Когда за ними закрылась дверь, мама подошла к Лизе, села рядом, вздохнула. Потом проговорила тихо:
– Я сейчас белье постельное принесу, ложитесь…
– Да, мы очень устали, спасибо.
– Надо же, четыре года не виделись! Ни разу не позвонила даже!
– Так получилось, мам, извини.
– Да ладно, чего уж… Я не в обиде, живи, как знаешь. И теперь, значит, не в гости приехала.
– Нет, не в гости. Я навсегда. Мы с мужем развелись, мам.
– Выгнал, значит? С ребенком? Да, он мне сразу не понравился… Денег-то хоть дал?

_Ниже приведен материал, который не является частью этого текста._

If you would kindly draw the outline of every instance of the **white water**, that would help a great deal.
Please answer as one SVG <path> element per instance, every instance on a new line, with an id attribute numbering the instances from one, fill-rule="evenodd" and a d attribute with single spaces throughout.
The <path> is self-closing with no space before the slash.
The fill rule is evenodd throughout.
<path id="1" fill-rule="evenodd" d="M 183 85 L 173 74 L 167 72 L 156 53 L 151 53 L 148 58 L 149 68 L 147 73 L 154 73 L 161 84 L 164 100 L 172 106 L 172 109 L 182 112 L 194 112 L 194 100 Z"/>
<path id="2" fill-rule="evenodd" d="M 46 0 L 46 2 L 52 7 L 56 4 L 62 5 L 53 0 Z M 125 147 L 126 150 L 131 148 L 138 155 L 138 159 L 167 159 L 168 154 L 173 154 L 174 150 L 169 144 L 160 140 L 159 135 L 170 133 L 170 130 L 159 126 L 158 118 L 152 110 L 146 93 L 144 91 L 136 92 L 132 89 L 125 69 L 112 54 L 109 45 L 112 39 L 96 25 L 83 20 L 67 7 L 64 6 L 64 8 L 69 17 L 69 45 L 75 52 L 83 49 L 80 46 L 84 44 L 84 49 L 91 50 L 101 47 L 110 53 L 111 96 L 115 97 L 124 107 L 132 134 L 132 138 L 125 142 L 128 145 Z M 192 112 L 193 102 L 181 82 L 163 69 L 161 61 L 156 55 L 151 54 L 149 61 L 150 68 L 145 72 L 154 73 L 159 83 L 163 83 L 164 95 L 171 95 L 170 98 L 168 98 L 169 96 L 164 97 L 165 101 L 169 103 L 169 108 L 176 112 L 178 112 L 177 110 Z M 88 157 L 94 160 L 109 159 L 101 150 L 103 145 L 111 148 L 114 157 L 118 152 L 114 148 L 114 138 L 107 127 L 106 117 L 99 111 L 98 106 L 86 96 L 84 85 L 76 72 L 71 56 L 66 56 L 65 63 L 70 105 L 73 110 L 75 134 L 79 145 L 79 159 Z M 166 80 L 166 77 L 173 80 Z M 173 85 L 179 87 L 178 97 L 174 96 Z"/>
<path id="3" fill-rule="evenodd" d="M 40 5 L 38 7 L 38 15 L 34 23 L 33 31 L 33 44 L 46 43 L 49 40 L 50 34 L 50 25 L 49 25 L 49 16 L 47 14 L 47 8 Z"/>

– Ой, мам, не хочу рассказывать.
– Ладно, ладно. Я особо и не спрашиваю, твоя жизнь, не моя. А те деньги, что ты мне присылала, Наташка все выманила… Но я теперь пенсию получаю! Небольшую, но прожить можно. Главное, на работу не надо каждый день ходить… А то уж сил никаких не было. Что дальше-то будешь делать, дочка?
– Пока не знаю, мам.
– Если на мою помощь рассчитываешь, то… Сама понимаешь, какая из меня помощница…
– Да, я понимаю. Я не рассчитываю. Можно, я ребенка спать уложу? Пять часов в машине ехали, она устала…

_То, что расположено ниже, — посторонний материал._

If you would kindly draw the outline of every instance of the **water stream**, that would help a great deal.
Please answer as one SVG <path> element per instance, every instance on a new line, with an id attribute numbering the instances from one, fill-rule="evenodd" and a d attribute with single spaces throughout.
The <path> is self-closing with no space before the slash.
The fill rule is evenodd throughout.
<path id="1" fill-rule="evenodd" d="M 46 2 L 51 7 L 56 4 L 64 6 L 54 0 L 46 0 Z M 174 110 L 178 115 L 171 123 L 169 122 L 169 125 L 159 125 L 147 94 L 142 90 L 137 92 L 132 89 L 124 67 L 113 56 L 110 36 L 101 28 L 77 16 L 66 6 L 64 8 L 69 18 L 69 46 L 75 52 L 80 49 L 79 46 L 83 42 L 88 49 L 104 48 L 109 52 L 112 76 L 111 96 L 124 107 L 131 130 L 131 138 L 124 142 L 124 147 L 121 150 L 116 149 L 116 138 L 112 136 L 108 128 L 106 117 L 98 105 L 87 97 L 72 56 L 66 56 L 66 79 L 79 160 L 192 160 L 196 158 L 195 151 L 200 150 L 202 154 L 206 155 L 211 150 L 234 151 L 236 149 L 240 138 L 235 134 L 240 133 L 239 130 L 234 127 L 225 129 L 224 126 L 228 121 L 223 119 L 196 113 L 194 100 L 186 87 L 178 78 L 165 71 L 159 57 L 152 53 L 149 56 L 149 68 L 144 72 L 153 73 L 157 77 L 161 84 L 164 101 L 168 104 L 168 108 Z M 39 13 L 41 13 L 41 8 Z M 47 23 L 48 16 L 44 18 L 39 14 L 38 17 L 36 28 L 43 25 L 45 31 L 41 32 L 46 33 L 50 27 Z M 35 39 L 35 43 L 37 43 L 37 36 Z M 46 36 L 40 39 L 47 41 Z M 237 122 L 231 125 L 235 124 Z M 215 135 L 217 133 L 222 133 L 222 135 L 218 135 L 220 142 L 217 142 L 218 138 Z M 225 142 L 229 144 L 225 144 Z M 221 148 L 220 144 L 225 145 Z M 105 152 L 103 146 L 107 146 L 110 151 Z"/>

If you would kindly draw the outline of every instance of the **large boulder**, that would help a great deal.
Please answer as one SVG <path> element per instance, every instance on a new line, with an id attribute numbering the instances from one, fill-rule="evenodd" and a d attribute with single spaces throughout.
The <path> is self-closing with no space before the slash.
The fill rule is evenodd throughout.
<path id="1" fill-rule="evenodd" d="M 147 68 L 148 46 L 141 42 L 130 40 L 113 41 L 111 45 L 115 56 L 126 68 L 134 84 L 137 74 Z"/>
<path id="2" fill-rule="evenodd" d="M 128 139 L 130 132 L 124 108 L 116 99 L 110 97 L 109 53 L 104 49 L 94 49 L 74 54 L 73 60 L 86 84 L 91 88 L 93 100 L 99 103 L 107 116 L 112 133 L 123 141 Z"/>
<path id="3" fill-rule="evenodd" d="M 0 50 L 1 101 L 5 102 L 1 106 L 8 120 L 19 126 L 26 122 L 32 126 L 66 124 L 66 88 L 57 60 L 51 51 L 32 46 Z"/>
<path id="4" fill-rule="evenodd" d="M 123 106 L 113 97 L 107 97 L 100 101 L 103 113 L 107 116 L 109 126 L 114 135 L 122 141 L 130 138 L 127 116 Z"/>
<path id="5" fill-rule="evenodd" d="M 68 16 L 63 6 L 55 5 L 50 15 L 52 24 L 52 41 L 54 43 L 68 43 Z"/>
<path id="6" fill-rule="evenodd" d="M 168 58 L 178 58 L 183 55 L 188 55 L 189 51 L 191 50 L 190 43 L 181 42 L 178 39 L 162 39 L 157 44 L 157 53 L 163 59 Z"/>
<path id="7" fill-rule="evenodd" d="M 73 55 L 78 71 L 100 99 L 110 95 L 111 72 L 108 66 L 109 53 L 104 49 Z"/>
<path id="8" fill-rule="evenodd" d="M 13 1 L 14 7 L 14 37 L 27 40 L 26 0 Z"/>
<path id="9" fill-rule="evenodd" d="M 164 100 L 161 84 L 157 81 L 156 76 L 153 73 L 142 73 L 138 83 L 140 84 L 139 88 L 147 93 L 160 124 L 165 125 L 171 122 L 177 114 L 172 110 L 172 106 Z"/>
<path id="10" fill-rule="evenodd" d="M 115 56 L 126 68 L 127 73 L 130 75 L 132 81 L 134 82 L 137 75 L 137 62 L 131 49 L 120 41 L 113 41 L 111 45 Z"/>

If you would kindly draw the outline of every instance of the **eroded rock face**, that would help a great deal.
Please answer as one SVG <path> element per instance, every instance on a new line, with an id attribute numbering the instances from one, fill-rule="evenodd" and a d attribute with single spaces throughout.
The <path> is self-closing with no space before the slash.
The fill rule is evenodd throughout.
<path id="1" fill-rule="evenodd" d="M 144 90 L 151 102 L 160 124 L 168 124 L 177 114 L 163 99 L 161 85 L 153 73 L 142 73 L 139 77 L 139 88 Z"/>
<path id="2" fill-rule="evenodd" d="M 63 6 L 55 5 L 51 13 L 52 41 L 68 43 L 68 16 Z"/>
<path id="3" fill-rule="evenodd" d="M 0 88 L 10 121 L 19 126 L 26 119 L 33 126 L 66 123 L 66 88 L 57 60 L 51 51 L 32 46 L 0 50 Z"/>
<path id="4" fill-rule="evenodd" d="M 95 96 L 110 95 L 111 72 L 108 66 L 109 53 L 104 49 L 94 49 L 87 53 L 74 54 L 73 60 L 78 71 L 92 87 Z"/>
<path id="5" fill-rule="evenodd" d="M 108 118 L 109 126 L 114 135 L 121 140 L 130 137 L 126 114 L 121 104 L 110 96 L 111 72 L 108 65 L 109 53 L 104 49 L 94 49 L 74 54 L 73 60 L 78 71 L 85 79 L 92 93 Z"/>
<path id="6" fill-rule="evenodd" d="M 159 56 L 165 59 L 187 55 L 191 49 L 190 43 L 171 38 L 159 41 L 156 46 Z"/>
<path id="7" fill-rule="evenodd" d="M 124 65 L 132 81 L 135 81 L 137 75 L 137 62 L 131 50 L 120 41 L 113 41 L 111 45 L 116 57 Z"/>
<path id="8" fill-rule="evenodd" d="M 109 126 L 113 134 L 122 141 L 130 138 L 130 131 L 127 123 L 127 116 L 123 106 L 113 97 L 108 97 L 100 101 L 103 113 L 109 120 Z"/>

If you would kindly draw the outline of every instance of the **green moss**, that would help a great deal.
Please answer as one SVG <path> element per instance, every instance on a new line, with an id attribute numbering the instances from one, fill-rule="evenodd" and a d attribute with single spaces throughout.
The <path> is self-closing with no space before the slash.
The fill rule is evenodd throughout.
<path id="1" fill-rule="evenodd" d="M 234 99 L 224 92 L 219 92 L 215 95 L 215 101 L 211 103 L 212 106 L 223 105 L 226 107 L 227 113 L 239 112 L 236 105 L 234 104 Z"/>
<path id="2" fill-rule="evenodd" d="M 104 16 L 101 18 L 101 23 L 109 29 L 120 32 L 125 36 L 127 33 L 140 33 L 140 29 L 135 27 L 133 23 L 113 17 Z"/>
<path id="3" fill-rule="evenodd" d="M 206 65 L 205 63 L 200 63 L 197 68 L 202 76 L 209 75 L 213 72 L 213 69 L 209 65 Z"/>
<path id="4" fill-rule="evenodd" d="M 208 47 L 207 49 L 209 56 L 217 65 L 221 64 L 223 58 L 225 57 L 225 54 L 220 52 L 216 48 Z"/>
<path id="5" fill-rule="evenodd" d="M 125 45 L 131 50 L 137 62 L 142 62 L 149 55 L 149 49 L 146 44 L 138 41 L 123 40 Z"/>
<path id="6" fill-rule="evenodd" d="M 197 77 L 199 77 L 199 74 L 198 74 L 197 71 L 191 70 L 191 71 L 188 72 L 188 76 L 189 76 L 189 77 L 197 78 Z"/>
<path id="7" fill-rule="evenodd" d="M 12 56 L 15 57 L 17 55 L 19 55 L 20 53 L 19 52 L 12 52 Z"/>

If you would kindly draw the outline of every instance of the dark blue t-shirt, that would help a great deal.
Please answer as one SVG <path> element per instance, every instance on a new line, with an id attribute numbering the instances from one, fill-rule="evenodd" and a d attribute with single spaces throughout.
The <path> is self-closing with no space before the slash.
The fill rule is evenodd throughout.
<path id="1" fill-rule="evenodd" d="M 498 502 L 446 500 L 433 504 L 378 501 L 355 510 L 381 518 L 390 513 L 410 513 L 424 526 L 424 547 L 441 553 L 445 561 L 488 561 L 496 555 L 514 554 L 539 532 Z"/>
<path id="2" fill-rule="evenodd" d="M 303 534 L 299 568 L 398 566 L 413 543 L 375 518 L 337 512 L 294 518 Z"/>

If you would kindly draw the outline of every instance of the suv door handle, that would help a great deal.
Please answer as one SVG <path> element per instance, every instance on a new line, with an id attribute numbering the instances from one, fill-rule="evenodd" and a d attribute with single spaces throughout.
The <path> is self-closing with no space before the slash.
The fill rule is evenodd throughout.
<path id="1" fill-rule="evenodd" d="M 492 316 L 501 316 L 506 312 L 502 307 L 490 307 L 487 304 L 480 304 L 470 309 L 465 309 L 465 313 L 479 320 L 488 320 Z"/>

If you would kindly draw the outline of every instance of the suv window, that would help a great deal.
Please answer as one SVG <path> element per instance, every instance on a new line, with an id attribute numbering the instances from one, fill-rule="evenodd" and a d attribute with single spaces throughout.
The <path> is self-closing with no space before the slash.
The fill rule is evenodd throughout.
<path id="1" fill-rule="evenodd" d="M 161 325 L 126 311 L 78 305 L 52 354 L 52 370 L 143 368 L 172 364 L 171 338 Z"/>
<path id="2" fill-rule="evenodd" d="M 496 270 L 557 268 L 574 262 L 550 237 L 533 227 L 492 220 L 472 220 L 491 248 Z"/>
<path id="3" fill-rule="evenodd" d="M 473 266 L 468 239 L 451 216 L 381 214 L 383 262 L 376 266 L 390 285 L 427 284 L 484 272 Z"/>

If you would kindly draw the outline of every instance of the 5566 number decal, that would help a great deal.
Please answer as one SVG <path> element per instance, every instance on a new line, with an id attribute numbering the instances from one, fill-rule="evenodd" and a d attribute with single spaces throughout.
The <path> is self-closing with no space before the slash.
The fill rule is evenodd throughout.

– Да, да! Сейчас я белье принесу! Ложитесь… А завтра уж сами с Натальей разберетесь, где чья комната, я вмешиваться не буду. Это уж без меня… Мне нельзя нервничать…
Лиза долго лежала с закрытыми глазами, но сон так и не пришел. Сонечка тихо посапывала рядом, закинув ей руку на шею. Интересно, который час? А впрочем, не все ли равно, который час. Вот бы поплакать, но почему-то не получается.
Открыла глаза Лиза, уставилась в потолок. Нет, кто этот ужас придумал, чтобы натяжной потолок был блестящим? Словно в темный лед смотришь. Или в бездну… И тени с улицы бегают. И люстра-чудовище сверкает над головой толстыми подвесками. Такая подвеска упадет невзначай и запросто убить может, наверное. Все-таки у Наташки бездна вкуса, чего не отнимешь, того не отнимешь.
Господи, о чем она думает? Надо о себе думать, о том, как жить дальше, как Сонечку одной растить… И надо срочно работу искать. Но что она умеет делать, куда пойдет?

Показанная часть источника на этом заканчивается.